Other notes: Benn was a cabinet minister, not cabinet secretary. And Gaitskellite he was, but stalwart of the right is a step too far IMHO. He certainly moved left but his focus shifted from building socialism through technology to building socialism through a mass movement.

Keep this up, I don't know what's next and I like that.
 
As soon as the internecine warfare really starts, then Margaret Thatcher decides to go and see the Queen and have the general election on May 6th 1983, which was under consideration and would almost certainly have happened if Fallon had won Darlington. As it was, Maggie who was always a bit frit of elections, decided to look at the entrails coming out of the local elections first.

Such Fun!

We'll see, won't we. ;)

Very good, Alf.

I said the other day I'd defer to Iain on the 80s, but I still think there's a reasonable chance that Mrs T would back away from an election while Labour were leaderless. It's just Not The Done Thng. On the other hand, if it looks like Benn will win the leadership, he's the one man the Tories are so afraid of (as an ideologue, not an election winner) that they'd maybe be able to be convinced to go to the country while there isn't a permanent LOTO.

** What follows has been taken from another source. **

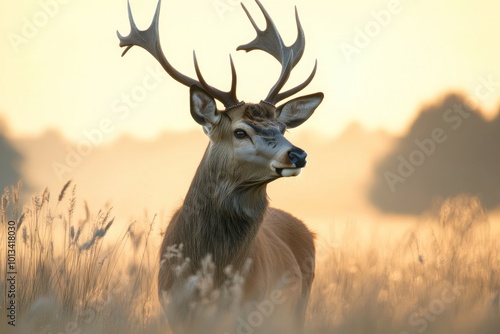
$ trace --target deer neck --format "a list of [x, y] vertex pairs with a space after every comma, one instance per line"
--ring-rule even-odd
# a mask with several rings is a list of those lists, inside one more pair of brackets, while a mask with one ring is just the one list
[[185, 248], [194, 263], [210, 254], [217, 268], [238, 269], [251, 255], [268, 205], [266, 183], [245, 184], [232, 174], [225, 159], [210, 154], [209, 146], [178, 218], [194, 246]]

Other notes: Benn was a cabinet minister, not cabinet secretary. And Gaitskellite he was, but stalwart of the right is a step too far IMHO. He certainly moved left but his focus shifted from building socialism through technology to building socialism through a mass movement.

Keep this up, I don't know what's next and I like that.

Thanks mate!

Indeed, that's some of my own thinking as well. But with that quite a while away I am not fully decided on how to proceed.

Yeah, couple of typos I've only just noticed. Will change.

Thanks again! :D
 
Very nice read. It would be interesting to see the reaction to Thatcher calling an election a year early when Labour didn't have a leader. Some might call it the sort of iron-fisted, divide-and-rule opportunism that made her a bad leader - or a good leader, depending on your view.